革命は、国民党の革命それから中国共産党の革命がありますが、国民党の革命は国民革命です。これは孫文がソ連にならって国民革命軍という軍隊を組織して、その司令官蒋介石のもとに北伐を行い北京にいって軍閥政権を倒すという国民革命です。これは当時の中国国民の統一の願い、それに蒋介石政権も不平等条約の改正を言っていますから、ようやく中国が大国に、という願いも含めて国民革命をやるわけです。なんとこれに敵対したのが日本です。例の田中義一内閣の1927年と28年の山東出兵――軍隊を派遣して国民革命軍の北上を阻止した。これは明らかに日本の政府は国民革命によってできた国民政府を認めないということを宣言した。その結果、満州事変が始まって日中全面戦争になるわけです。中国が何とか国民国家として建設の努力をはじめ、欧米の技術や欧米から教育を受けいれた。中国の大学は欧米的で、9月が新学期です。完全に日本制ではなくて欧米の教育制度を受け入れて中国は近代化を図ったわけです。近代化がどんどん進んでかなり発展したときに、日本は蘆溝橋事件で全面侵略をやって、これを潰していった。

日中国交回復と残されている歴史課題

さらに中華人民共和国。これは日本の侵略と戦って、中国の共産党組織が国民をかなり効率よくまとめて、それから八路軍という規律の良い軍隊を作りました。その周辺には民衆組織をつくり、ひとつの党のもとに全国民が一致する強力な思想・態度をつくって抗日戦争を闘い、最後は解放軍をどんどん広げて日本を敗北に追いやった。その結果、中国国内の国共内戦でも共産党が勝利して1949年に中華人民共和国ができ、社会主義国家になります。これにはアメリカが大変ショックを受けて、今度はアメリカが中華人民共和国の封じ込めと敵対政策を始めます。

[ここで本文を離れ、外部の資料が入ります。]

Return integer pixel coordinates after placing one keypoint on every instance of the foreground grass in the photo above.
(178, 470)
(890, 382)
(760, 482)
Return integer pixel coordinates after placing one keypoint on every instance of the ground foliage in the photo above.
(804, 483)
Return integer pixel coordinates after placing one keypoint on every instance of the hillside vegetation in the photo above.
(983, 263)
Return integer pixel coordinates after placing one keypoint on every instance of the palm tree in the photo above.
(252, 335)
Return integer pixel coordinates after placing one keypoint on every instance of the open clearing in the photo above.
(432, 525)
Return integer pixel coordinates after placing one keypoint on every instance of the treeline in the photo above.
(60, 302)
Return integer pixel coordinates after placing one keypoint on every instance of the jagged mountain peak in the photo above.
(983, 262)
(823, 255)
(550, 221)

それに従属して加担したのは日本です。日本は1949年以降、1972年まで中華人民共和国を認めない。アメリカと同様に、台湾に逃げた蒋介石政権を唯一の中国政府として認めてきました。1960年に私は東京教育大学に入りましたが、その頃は日中国交回復はしていません。ですから周りにいる中国人といえば台湾人だけです。当時、私は中国語を漢文の先生に習って間違った発音を教えられて、その克服に苦労しましたね。漢文の先生が中国語を教えるのは無理ですよ。漢文の先生がカタカナで中国語を教えてくれたんですが、中国語は四声がありますから、カタカナの中国語ではダメで、それを克服するのに苦労しました。

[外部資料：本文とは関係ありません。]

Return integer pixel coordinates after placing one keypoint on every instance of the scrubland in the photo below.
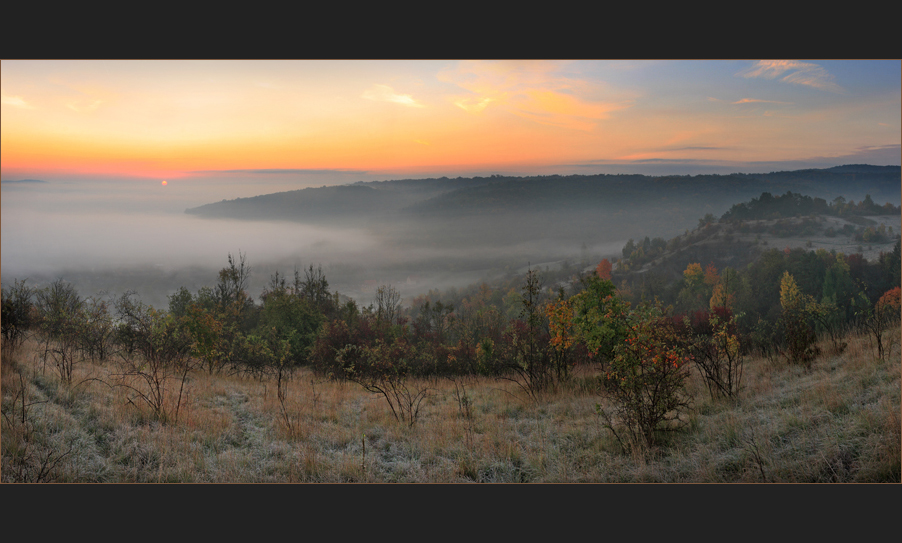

1972年に国交回復して、ようやく中華人民共和国の建国を妨害するということから日本ははずれたわけです。ただ日中国交回復もいまから見ると大変な問題点を残しています。あまりにも短期間でしたから中国の国民不在でした。中国の場合は周恩来と毛沢東が指導者でした、そのときの中国はソ連が主敵でした。中国はソ連の核攻撃を恐れて大変深くつくられた地下鉄や、大学まで核シェルターを作っていました。この頃、中ソ対立は敵対関係になっていました。

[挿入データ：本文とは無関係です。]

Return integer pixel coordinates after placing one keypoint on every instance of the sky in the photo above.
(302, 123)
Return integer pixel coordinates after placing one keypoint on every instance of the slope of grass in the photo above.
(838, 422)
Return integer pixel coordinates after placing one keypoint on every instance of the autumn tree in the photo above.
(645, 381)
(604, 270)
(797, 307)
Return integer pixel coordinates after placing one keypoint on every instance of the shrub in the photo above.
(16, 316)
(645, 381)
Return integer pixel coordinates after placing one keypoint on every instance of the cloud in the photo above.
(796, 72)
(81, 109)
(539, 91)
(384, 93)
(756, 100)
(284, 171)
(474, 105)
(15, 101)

こういう時代ですから毛沢東と周恩来はとにかく日中国交回復をやって、それから田中角栄首相も十分な準備をして、本当だったらいままでの中国敵視政策の撤回と日中戦争をどう総括するのかということをまじめに検討した上でやらなければいけなかったわけですが、拙速にわずか数時間の交渉で国交を回復しました。いまその拙速だったことの後遺症があって、その一番の問題は、日本の侵略戦争責任を国民が納得するようなかたちで解決しなかったことです。このことがいまの安倍政権のように戦争を肯定する首相や自民党を、日本国民が選挙で選ぶ状況にしていると思います。余談ですが、中国滞在中のテレビを見ていたら、いまの日本のJアラートで小学生が防空頭巾をかぶって先生に連れられて逃げる場面とか、田んぼの中で耳をふさいでいる場面が放映されています。滑稽ですよね。でもそういうことを日本はやっているわけですが、中国ではコケにされています。

わたしは、国交回復自体は大変良いと思います。往来もできるようになったわけですが、いまの時点から考えますと72年の国交回復のしかたが現在に尾を引いている。その問題が、戦争の解決の問題、歴史認識の問題ですね。侵略戦争がいかに間違っていたか、その間違った戦争を田中首相なりが政府の責任として日本国民にもきちんと教育するという、過去の戦争の和解という手順を踏まないで、拙速的に当時の政治的判断を優先してやったことが、いまの私たちの歴史の課題として残っている、これが現在の政権にもつながっていると思っています。